Tekanan di pasar obligasi global terpantau masih berlanjut setelah para investor meningkatkan ekspektasi terhadap kebijakan bank sentral AS.
Federal Reserve dinilai masih memiliki peluang untuk menaikkan suku bunga acuan pada tahun ini, seperti dilansir dari Internasional.
Kondisi tersebut memicu imbal hasil obligasi pemerintah AS tenor 10 tahun melonjak ke level tertinggi dalam 16 bulan terakhir hingga menyentuh 4,687%.
Sementara itu, yield obligasi untuk tenor 30 tahun merangkak naik menuju angka 5,198%, yang menjadi level tertinggi sejak tahun 2007.
Lonjakan yield ini berdampak negatif terhadap pasar saham global karena berpotensi membengkakkan biaya pendanaan korporasi sekaligus mengikis daya tarik aset berisiko.
Berdasarkan data Reuters, Indeks MSCI Asia Pasifik di luar Jepang mengalami penurunan sebesar 0,7%.
Koreksi juga melanda indeks Nikkei Jepang yang melemah 1,6% serta indeks KOSPI Korea Selatan yang merosut hingga 2%.
Di wilayah China, indeks saham unggulan mencatatkan penurunan 0,4%, sedangkan indeks Hang Seng Hong Kong terpangkas sebesar 0,7%.
Sinyal pelemahan juga merembet ke Barat dengan kontrak berjangka saham Eropa yang turun 0,5%, diikuti futures S&P 500 yang melemah 0,1%, sementara futures Nasdaq bergerak mendatar.
Analis IG Tony Sycamore menilai bahwa kemerosotan pasar yang terjadi saat ini masih berada dalam batasan koreksi yang wajar setelah sempat mengalami reli besar.

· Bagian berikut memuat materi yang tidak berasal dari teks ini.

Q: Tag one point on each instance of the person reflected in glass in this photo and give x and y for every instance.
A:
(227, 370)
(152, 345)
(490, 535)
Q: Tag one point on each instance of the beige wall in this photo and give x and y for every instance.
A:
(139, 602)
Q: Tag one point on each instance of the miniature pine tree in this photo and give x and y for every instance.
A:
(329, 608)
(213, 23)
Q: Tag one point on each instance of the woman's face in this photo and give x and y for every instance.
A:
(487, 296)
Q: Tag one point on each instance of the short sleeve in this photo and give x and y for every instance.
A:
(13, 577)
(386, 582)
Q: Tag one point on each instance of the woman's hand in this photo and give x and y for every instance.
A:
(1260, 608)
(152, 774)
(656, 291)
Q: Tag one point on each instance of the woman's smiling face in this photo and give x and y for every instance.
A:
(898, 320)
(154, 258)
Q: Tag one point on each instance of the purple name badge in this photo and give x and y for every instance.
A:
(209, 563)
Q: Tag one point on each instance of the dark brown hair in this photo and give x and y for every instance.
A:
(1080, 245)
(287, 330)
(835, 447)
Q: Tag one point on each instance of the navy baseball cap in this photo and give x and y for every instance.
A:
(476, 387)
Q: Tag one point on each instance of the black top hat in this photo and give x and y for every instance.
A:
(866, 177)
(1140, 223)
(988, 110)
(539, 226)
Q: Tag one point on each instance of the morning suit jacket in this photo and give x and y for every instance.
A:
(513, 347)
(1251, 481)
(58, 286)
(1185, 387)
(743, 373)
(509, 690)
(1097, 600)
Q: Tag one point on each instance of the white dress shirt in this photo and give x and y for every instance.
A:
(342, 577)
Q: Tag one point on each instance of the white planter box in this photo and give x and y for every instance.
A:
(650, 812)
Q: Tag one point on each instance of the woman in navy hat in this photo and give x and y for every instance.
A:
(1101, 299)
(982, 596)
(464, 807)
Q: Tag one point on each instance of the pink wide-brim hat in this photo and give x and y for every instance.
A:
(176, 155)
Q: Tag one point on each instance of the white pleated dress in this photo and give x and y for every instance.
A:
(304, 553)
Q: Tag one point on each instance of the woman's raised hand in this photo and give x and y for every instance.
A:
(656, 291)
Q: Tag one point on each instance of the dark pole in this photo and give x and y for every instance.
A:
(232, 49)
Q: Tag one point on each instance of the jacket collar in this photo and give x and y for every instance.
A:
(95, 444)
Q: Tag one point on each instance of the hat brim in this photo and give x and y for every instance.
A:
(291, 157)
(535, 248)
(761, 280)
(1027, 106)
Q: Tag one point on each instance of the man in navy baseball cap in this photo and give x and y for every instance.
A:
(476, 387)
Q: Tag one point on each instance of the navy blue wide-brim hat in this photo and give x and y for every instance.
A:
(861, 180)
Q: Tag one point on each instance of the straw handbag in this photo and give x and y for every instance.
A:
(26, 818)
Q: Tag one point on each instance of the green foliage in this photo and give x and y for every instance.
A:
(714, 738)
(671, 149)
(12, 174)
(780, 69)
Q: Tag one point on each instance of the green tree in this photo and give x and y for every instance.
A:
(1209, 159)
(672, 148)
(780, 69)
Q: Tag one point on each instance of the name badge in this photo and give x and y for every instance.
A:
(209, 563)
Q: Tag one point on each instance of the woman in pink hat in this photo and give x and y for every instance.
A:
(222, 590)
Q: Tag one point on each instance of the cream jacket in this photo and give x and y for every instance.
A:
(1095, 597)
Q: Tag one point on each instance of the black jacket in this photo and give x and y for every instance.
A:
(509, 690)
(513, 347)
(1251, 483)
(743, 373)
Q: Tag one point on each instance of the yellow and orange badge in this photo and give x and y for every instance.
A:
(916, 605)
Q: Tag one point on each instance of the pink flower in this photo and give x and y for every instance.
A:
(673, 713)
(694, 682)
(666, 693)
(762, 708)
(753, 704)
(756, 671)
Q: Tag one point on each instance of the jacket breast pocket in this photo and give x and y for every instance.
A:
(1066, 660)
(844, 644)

"Yield AS jelas menciptakan tekanan di pasar dan kini menjadi perhatian utama investor," ujarnya.
Tony Sycamore menambahkan bahwa Nvidia diproyeksikan tetap membukukan kinerja yang solid, meskipun pasar mulai meragukan kemampuan perusahaan dalam mencetak kejutan besar.
Raksasa teknologi Nvidia dijadwalkan merilis laporan keuangan kuartal pertama mereka setelah penutupan pasar AS pada hari Rabu waktu setempat.
Melalui data survei analis LSEG, pendapatan total Nvidia diperkirakan melesat hampir 80% secara tahunan hingga mendekati angka US$79 miliar.
Beralih ke sektor komoditas, harga minyak mentah dunia masih kokoh berada di atas level US$110 per barel walau sempat mengalami sedikit pelemahan.
Minyak mentah jenis Brent mencatatkan penurunan tipis sebesar 0,2% menjadi US$111,07 per barel.
Pelaku pasar terus mengawasi perkembangan geopolitik di Timur Tengah, terutama setelah jalur logistik di Selat Hormuz masih efektif tertutup.
Presiden AS Donald Trump menyatakan bahwa opsi serangan militer terhadap Iran tetap terbuka, sehari setelah dirinya menyebut penyerangan ditunda demi membuka ruang negosiasi.
Pada saat yang sama di Beijing, Presiden China Xi Jinping dijadwalkan melakukan pertemuan dengan Presiden Rusia Vladimir Putin, berselang kurang dari seminggu semenjak kunjungan Trump.
Di sektor valuta asing, pergerakan dolar AS terpantau bertahan di sekitar level tertinggi dalam enam pekan terakhir terhadap sejumlah mata uang utama.
Mata uang yen Jepang kini ditransaksikan pada level 159,05 per dolar AS menyusul penguatan greenback selama tujuh sesi berturut-turut.
Tren penguatan dolar AS ini hampir menghapus seluruh dampak intervensi keuangan yang dilakukan pemerintah Jepang pada akhir April lalu demi menjaga yen di level 160 per dolar AS.
Sementara itu, mata uang euro berada di posisi US$1,1594 yang mendekati titik terendahnya sejak 8 April, sedangkan poundsterling tertahan di level US$1,3380.
Kondisi pasar ini turut menyeret harga emas yang melemah 0,4% ke level US$4.463 per ons troi, yang merupakan level terendah sejak akhir Maret akibat tekanan penguatan dolar AS.